As grandes religiões, que nos últimos cinco mil anos lutaram e ainda hoje competem entre si, para
manter os espaços conquistados, sentiram o sabor do poder, e saíram da condição de perseguidas
para perseguidoras.

Chega a ser assustador que grupos religiosos, que um dia se viram perseguidos, torturados e mortos,
ao chegarem no poder mudaram de atitude. De perseguidos à perseguidores, de torturados passaram
à condição de torturadores, e até da condição de vítimas de assassinatos à assassinos.

Quereria poder usar de termos mais brandos, mas o que no Brasil se tem assistido nas últimas
décadas, nos assusta.

Há 22 anos os Povos e Comunidades Tradicionais de Terreiro de Matriz Africana se estarreceu com


um absurdo: No dia 21 de janeiro de 2000, Iyalorisá Gildásia dos Santos, conhecida como mãe Gilda
de Ogum, fundadora do Axé Abassá de Ogum, em Itapuã (BA), foi atacada dentro do terreiro por
religiosos neopentecostais, essa agressão traumática contribuiu para acentuar os problemas cardíacos
que a levariam à morte.

Fomos à luta e conseguimos que o Presidente da República se juntasse a nós pela criação do Dia
Nacional de Combate à Intolerância Religiosa, e se desse, particular atenção, ao tratamento
isonômico e igualitário à todos os credos, religiosidades e sacralidades.

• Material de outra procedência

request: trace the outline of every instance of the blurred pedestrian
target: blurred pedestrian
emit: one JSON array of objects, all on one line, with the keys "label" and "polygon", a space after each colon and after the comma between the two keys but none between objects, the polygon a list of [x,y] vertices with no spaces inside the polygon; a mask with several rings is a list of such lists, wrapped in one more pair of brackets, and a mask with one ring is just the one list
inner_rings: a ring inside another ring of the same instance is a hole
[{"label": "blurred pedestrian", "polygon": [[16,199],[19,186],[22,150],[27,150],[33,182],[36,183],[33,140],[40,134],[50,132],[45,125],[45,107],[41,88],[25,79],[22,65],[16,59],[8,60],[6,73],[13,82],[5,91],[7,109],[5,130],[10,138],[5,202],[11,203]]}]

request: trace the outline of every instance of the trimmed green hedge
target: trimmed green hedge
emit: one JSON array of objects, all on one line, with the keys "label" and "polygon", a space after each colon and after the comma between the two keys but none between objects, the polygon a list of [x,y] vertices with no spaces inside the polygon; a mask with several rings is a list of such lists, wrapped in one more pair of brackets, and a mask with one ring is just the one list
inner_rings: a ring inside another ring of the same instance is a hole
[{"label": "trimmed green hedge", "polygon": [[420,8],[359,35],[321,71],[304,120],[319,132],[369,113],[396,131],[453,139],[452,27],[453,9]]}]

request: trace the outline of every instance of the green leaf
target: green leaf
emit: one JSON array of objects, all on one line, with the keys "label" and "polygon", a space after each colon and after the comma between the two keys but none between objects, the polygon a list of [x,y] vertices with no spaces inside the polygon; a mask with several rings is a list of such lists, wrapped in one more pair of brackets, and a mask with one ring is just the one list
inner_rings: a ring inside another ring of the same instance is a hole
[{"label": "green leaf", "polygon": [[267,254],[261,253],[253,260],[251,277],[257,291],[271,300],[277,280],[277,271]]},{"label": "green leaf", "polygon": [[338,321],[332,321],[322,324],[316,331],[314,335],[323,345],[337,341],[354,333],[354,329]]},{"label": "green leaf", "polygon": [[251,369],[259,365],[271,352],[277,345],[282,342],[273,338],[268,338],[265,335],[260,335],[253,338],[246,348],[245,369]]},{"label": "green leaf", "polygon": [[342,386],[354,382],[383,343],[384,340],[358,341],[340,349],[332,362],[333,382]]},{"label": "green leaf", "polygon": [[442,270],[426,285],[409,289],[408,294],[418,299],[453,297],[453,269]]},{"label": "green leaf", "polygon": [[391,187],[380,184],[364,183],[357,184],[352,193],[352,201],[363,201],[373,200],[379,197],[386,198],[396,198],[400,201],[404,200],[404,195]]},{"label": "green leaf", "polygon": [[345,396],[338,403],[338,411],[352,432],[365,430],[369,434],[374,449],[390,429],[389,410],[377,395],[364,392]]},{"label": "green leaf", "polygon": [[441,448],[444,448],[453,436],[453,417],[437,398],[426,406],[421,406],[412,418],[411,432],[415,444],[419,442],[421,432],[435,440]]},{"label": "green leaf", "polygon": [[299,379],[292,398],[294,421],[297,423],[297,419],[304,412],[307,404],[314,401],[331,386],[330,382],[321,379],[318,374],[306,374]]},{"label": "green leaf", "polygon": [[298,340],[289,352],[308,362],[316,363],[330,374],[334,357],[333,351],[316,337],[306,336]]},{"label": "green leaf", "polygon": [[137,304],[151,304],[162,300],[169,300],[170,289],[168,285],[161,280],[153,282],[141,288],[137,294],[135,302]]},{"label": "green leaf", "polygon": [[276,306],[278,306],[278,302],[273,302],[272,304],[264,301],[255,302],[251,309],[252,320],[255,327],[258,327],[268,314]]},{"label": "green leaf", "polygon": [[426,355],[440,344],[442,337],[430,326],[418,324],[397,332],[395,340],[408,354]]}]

Foram anos de avanços, com destaque para a criação da Secretaria de Promoção da Igualdade Racial
da Presidência da República; na publicação de Editais em nível nacional que permitiam a
participação de todas as denominações religiosas do Brasil; cotas para negros nas universidades e
concursos públicos; o Programa de Segurança Alimentar e Nutricional, a criação da Política
Nacional de Cultura e de Desenvolvimento Sustentável Para os Indígenas, Povos e Comunidades
Tradicionais.

Entretanto, por uma série de fatores de ordem política, organizacional, institucional entre outras,
poucas organizações religiosas dos Povos e Comunidades Tradicionais do Brasil, conseguiram obter
o destaque e os avanços conseguidos por seguimentos religiosos hebraico-cristãos neopentecostais.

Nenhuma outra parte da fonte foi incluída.